Matt didn't think he wanted to hear what. "You mean you haven't had any trouble with the current king?"

Sinelle made a moue. "Some irritation, when first he took the throne and sought to fish our waters for his supper—but a heavy sea capsized his sailors' boats, and a kraken cracked his ships. Since then, ever and anon we feel the power of his fell magics, like a bit of metal on the tooth, or a tone that grates upon the ear—but my great-father repels him with ease. Yet sea creatures flee to us in fear, and loathsome monsters prowl the waters without our cove, ever testing my great-father's warding spells. It is not in our power to smite this gross kinglet, yet if it were, we should not hesitate."

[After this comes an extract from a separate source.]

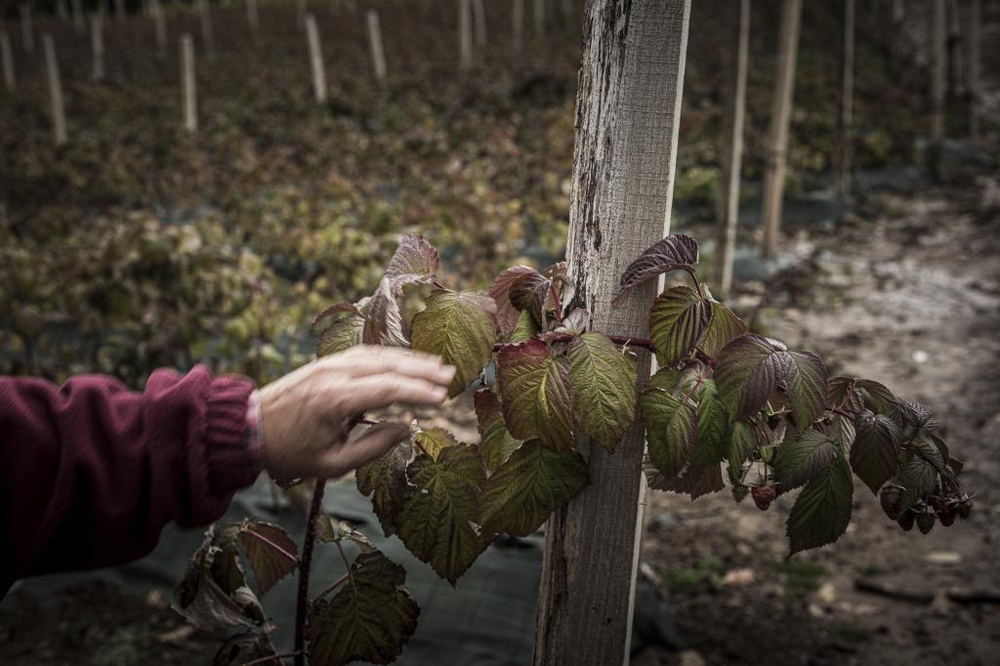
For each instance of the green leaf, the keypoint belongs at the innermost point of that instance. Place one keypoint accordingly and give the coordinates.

"Oh, really!" Matt looked a little more sharply at her. "That's our aim, too—and that's why we've gathered here. Don de la Luce is kind enough to grant us his hospitality, though he knows it increases his own danger—and the rest of these brave folk are as determined as I am, though we haven't the faintest idea how to get into the king's castle."

"Are you truly!" The lady stared, then smiled with delight. "Yet there are few enough of you."

"Only a hundred or so," Matt admitted, "but that's more people united against the king than you'll find anywhere else in Ibile."

"True, and well spoke." There was something a little more guarded about the lady now, a bit more wary. "Yet allies should meet and talk. Will you come to converse with my great-father?"

Matt stared, and stood frozen while panic rolled over him. Finally; he shook it off and croaked, "Under water? Uh, thank you very much, ma'am, but I don't breathe liquids too well."

"Nor do I," she assured him. " 'Tis the Sea King's spell that withholds the water from my lungs and lets the air surround me—yet I can extend that spell to anyone I wish, simply by touch." She held out her hand. "Will you come to meet the king of Ys?"

Matt stared, thoroughly aware of the corollary—that all she had to do was let go, and he would drown.

"Wizard, 'tis too great a risk!" Sir Guy exclaimed. "Without you, we are lost, and our cause is dead." He turned to Sinelle. "I shall go in his place, milady."

"You are not asked," she retorted, a merry glint in her eye, "in spite of your hidden station. Nay, Lord Knight, it must be leader to leader here—and valiant though you are, you have not come into your kingdom."

"That's okay, we'd be shot without him, too." Matt nerved himself up and took her hand "But as you say, milady, this is something that I have to do." He raised his other hand to quiet Fadecourt's and Yverne's protests. "Never mind why. I got myself into this, and there's only one way out. My lady, will you walk?"